A couple more random thoughts about the speech below the fold (I'll likely add to this over the course of the day)...

  • Of course it wasn't just about policy (or, as Hogan aptly puts it, about governing); it was also about rallying the troops. I have a feeling, completely unsubstantiated except by anecdote, that there was an enormous mood swing over the last two days--from depression and panic to, at the end of last night, the sense that this is an unstoppable force. It isn't, of course--it's still going to be a tough fight--but Obama delivered on the hope in a big way, and I get the feeling people are energized as they have never been before.

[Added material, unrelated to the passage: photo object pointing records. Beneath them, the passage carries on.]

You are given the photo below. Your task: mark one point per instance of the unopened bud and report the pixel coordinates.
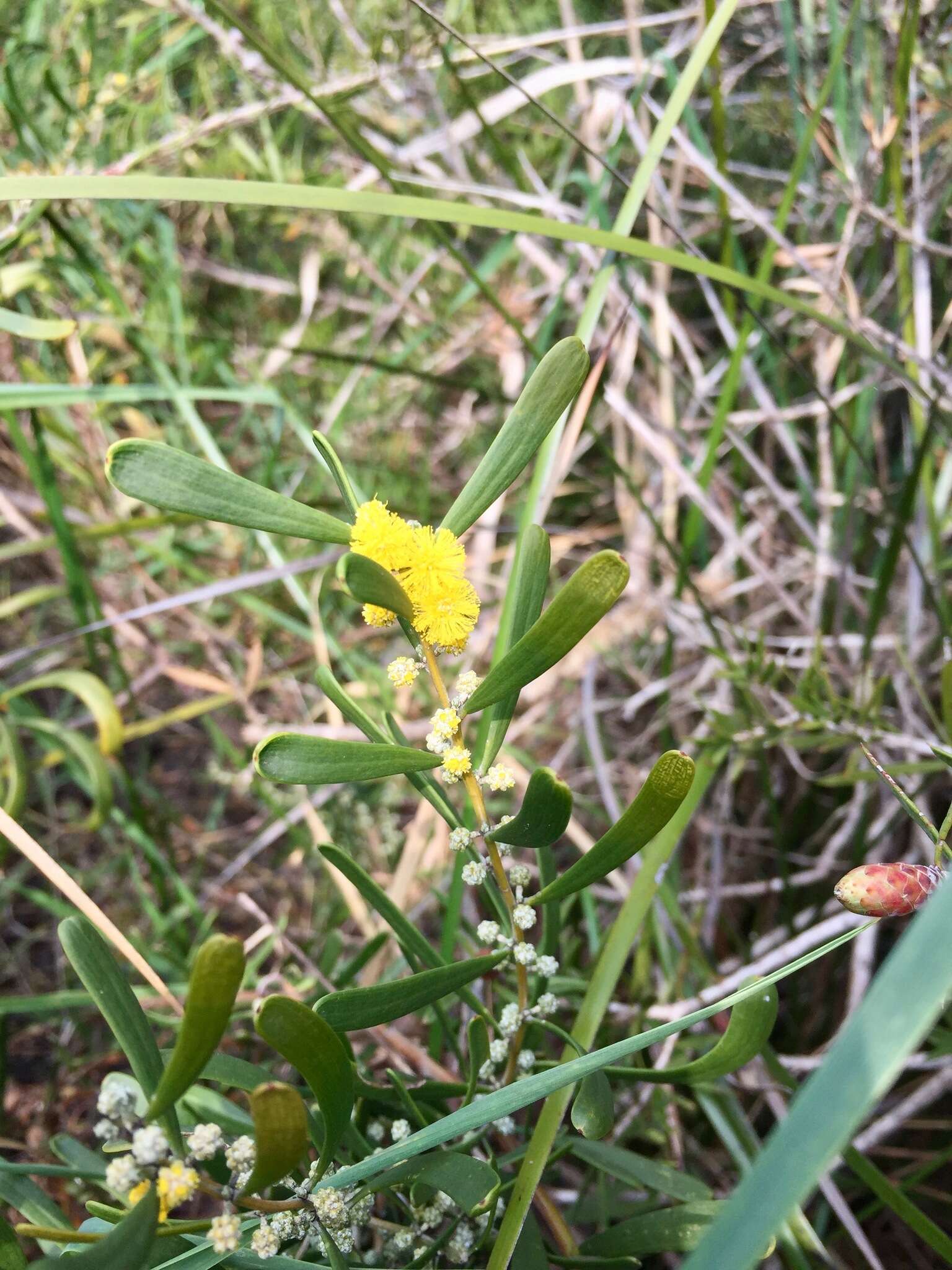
(888, 890)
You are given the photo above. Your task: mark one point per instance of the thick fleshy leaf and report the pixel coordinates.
(94, 695)
(544, 814)
(748, 1032)
(93, 962)
(671, 1230)
(355, 713)
(410, 938)
(293, 758)
(523, 602)
(281, 1133)
(593, 1109)
(337, 469)
(660, 797)
(213, 987)
(582, 602)
(372, 585)
(12, 1255)
(382, 1002)
(316, 1052)
(177, 482)
(79, 747)
(639, 1171)
(126, 1248)
(471, 1183)
(13, 771)
(550, 391)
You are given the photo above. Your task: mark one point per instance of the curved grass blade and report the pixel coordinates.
(13, 771)
(471, 1183)
(593, 1109)
(94, 695)
(582, 602)
(521, 609)
(639, 1171)
(178, 482)
(663, 793)
(293, 758)
(355, 1009)
(255, 193)
(672, 1230)
(542, 817)
(126, 1248)
(862, 1064)
(93, 962)
(100, 786)
(213, 987)
(316, 1052)
(371, 584)
(14, 323)
(337, 469)
(748, 1032)
(281, 1134)
(513, 1098)
(551, 389)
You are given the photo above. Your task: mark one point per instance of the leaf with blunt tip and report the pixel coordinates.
(316, 1052)
(593, 1109)
(423, 783)
(582, 602)
(281, 1134)
(544, 814)
(93, 962)
(748, 1032)
(126, 1248)
(550, 390)
(523, 602)
(293, 758)
(638, 1171)
(371, 584)
(471, 1183)
(660, 797)
(178, 482)
(94, 695)
(671, 1230)
(213, 987)
(382, 1002)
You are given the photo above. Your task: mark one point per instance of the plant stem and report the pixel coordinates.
(479, 806)
(611, 963)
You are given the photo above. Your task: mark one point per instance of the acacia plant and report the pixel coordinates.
(342, 1168)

  • Prompted by an e-mail correspondend, Josh Marshall links to his initial reaction to Obama's 2004 convention speech. I like his closing:
    Every great public speaker has an emotional touchstone, a tenor that resonates through all they say and do. Clinton's was empathy and expressive emotion -- something that many people gravitated to irresistibly, and others recoiled from. In that regard, Obama seems altogether different. That Clintonite element is barely present with him. The hallmarks are grace and power, even force. (Watch the hands and the eyes.) And that worked well with last night's invocation of national unity.
    Grace and power are, I think, exactly the right words for what Obama projects at his best.

  • Part of Obama's extraordinary success is that he makes people feel good about themselves--not in a psychobabble 'I'm okay, you're okay' kind of way, but in an 'I can have an impact, and I'm important to the process' kind of way. It occurred to me this morning that there are other people who look at Obama and feel bad about themselves, and that this is part of the intense negative reaction we see. (Xenophobia and racism: also part of it. This is something different.) Just as a lot of people see the choices Obama has made (community organizer, etc.) as inspiring, a lot of other people see them as an implicit critique of their own lives; large-scale grassroots involvement in the political process is an implicit critique of those who choose not to get involved, or don't really care.

  • As I've said before, I have no idea at all how to gauge how 'normal' people will react to something like this. Looking around this morning, I'm happily surprised to see so many in the news media respond so positively (check out Alex Castellanos at TPM for real entertainment). This online discussion at the WaPo is helpful, I think, for an insight into how 'normal' people reacted.